Doorzichtige eieren, eieren in een fles, wat kunnen eieren spannend zijn!
Deze activiteit bestaat uit verschillende proefjes met eieren.
Verzamel de benodigde materialen en lees de proefjes van tevoren een keer door zodat je weet wat je moet doen en wat er moet gebeuren. In de bijlage zit ook de uitleg wat er gebeurt en waarom dit is. Print voor het gemak deze uitleg en eventueel de proefjesbladen uit (zie bijlagen). Leg ook vast een doekje klaar en eventueel een emmer water, want er gaan vast wat eieren kapot.
Maak een geschikte opstelling voor jullie groepsruimte en de manier die past bij hoe jij de proefjes wil uitvoeren. Bij voorkeur zo dat alle kinderen in groepjes van 2 tot 5 kinderen kunnen zitten en eventueel kunnen zien wat er bij jouw centrale opstelling gebeurt. De proefjes 1,2,3 en 5 kunnen ze zelf doen, maar sommige proefjes zoals proefje 3, 4 en 5 kan je ook centraal doen. Onder het kopje ruimte staan tips voor een goede opstelling. Maak een keuze wat ze zelf kunnen doen en welke je liever centraal doet.
Let op: Als je ze alle proefjes zelf laat doen, moet je zelf bij proef 4 bij alle groepjes langsgaan zodat jij de lucifers in de fles kan doen.
Eieren zijn heel bijzonder. Vandaag gaan we wat proefjes doen om te kijken hoe bijzonder!

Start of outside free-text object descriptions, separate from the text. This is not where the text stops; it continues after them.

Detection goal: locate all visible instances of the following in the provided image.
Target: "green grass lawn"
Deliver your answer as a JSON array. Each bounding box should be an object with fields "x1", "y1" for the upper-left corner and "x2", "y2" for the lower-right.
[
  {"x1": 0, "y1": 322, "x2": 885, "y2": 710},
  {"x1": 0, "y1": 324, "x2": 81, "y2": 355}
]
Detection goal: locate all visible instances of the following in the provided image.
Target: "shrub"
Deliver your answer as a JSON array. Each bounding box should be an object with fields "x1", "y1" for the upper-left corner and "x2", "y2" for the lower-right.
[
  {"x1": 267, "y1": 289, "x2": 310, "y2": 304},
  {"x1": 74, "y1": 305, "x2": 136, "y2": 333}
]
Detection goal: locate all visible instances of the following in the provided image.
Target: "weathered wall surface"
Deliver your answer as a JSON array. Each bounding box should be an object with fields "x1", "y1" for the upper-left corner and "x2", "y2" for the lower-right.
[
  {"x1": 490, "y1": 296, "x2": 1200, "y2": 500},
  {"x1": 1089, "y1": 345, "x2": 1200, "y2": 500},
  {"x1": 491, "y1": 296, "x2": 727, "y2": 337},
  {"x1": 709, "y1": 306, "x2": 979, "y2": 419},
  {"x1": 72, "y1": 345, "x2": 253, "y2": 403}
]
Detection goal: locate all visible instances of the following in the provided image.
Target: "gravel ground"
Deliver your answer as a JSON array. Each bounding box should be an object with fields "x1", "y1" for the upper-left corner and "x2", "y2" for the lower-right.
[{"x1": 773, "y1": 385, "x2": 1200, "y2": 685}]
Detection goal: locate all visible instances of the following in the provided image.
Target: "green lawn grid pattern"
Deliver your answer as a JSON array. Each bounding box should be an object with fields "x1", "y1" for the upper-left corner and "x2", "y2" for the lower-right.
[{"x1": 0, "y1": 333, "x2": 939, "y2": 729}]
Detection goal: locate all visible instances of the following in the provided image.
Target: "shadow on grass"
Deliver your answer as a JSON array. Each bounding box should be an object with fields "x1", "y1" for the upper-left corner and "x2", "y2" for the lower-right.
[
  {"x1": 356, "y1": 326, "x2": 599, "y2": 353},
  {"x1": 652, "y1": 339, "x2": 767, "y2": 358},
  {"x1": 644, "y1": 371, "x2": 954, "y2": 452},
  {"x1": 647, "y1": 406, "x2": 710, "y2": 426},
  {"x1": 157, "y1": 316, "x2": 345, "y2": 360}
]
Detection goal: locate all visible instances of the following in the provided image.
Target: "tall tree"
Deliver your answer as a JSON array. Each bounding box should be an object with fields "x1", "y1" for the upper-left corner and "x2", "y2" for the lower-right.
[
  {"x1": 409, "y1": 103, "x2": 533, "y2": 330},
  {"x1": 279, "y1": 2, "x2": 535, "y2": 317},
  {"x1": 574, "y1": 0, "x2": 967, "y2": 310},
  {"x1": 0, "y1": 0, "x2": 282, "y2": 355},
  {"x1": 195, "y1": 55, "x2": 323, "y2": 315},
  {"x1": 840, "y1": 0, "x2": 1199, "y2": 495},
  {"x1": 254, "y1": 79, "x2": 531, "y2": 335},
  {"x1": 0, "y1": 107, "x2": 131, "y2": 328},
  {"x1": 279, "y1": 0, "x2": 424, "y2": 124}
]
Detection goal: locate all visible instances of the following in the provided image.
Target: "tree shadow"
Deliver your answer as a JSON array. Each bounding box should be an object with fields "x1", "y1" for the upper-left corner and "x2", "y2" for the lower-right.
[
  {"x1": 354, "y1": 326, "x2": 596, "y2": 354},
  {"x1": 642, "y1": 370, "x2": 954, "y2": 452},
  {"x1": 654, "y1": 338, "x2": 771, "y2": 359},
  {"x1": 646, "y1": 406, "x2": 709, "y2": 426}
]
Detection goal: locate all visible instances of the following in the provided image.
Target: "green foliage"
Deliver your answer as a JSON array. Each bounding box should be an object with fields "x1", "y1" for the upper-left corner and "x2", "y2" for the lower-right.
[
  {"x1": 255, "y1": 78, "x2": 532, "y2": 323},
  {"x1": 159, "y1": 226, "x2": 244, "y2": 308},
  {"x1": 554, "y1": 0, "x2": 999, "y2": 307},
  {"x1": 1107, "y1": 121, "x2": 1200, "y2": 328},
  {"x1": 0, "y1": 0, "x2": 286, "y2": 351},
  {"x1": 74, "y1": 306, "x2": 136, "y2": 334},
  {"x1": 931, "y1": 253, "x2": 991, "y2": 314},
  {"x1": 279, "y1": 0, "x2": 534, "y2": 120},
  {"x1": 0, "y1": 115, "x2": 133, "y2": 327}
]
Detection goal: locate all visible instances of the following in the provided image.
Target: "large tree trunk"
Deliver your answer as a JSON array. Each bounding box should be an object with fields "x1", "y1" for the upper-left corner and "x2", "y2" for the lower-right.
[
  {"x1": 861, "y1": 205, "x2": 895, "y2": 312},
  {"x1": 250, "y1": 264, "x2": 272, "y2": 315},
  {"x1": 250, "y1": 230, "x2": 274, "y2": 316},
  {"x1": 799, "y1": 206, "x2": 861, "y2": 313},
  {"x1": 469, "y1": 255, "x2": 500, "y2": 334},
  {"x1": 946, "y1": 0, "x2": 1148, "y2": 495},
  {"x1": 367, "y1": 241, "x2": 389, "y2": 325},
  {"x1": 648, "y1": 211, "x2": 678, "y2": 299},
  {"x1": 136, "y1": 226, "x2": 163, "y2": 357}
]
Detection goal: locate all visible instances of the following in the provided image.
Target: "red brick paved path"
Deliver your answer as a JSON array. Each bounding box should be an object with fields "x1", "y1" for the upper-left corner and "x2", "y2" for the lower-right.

Laat de kinderen in groepjes gaan zitten van 2 tot 5 kinderen.
Proef 1: Rauw of gekookt?
Sommige proefjes moet je met gekookte eieren doen en andere met rauwe eieren. Hoe weet je of het een gekookt eitje is of een rauw ei zonder ze kapot te maken? Geef ieder groepje een rauw ei en een gekookt ei. Markeer het gekookte ei met een potlood kruis. Weet iemand al hoe je het kan testen? Als er geen goede suggestie komt vraag ze dan de eieren neer te leggen en rond te laten draaien. Zien ze verschil? Laat ze de eieren daarna nog een keer draaien en dan met een kort tikje tot stilstand brengen. Wat is het verschil nu?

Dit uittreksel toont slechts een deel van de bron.